A hundred and fifty years ago, Walt Whitman thrust himself into the literary scene, challenging us to distill the vitality within us, the truly American. Since then, we as a people (and particularly our high school English teachers) have sought the Great American novel. Moby Dick? Too ponderous. Gatsby? Too shiny. Grapes of Wrath? Too many tortoises.
But it turns out that our quest is in vain, simply because it’s already completed. We have the text that encapsulates our youth, our dynamism, our hope. We have Matt Christopher’s The Kid Who Only Hit Homers.
In Sylvester Coddmyer III, the titular hero, we have a mixture of Ragged Dick and Nicholas Nickleby, a boy with humility and heart, who tackles his difficulties with pluck and moxie. Unlike the modern brooding hero, Sylvester is a boy of action rather than words. He’s a self-made kid, one who gets out of bed each morning pulling handfuls of bootstrap. He doesn’t make excuses; he only hits home runs.
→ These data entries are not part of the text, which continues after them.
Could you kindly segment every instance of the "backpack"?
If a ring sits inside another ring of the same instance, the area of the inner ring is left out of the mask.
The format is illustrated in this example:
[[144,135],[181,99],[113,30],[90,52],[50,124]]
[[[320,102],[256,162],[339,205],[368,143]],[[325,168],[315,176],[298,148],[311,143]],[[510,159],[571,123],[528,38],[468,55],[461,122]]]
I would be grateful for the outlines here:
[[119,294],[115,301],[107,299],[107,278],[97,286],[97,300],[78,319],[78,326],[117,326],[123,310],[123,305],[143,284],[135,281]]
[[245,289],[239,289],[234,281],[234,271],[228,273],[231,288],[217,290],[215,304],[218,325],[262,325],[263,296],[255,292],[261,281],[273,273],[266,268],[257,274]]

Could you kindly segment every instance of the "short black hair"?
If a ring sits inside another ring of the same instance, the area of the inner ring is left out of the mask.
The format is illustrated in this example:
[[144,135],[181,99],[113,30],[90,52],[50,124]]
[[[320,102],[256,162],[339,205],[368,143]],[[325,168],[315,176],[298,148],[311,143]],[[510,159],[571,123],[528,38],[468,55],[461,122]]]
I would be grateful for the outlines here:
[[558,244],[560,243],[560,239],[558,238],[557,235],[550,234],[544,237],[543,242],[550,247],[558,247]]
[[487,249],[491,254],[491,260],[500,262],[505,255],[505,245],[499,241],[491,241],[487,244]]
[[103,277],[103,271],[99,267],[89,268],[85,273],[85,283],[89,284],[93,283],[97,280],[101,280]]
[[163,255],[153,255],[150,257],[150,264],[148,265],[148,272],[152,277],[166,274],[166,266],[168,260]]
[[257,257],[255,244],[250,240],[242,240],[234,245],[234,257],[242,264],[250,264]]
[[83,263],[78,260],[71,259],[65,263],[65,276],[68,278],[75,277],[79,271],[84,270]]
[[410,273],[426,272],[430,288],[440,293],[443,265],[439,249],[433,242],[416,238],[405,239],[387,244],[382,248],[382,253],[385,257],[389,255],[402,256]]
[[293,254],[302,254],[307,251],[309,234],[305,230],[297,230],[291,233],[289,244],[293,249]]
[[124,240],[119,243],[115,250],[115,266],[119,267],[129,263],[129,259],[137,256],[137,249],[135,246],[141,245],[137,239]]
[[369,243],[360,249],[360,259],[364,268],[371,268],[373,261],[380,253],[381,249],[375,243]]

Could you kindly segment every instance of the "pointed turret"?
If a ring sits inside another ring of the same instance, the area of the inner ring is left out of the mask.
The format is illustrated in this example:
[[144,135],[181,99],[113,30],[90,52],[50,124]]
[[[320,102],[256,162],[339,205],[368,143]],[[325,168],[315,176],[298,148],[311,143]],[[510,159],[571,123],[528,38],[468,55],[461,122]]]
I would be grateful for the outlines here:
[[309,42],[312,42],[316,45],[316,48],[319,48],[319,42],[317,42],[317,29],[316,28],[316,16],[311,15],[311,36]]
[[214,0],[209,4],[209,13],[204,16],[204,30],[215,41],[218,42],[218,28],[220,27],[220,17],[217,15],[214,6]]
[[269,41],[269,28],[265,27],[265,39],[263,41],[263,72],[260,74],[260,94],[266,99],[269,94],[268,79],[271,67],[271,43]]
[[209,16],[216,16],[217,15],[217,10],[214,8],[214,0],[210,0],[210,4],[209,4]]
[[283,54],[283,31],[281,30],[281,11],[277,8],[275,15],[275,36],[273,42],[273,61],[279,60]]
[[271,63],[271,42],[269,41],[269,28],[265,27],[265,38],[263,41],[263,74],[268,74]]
But by no means is Sylvester a flat character. He’s an everyman; to describe him too precisely would rob the young reader an opportunity to find common ground with the character, just as every teenage girl in 2009 imagined herself as Bella. No, Sylvester has weaknesses, and ones we can all understand. He likes pie too much, for example. Christopher gives a subtle nod to The Natural by having Christopher overeat pies and miss a game. We’ve all been there!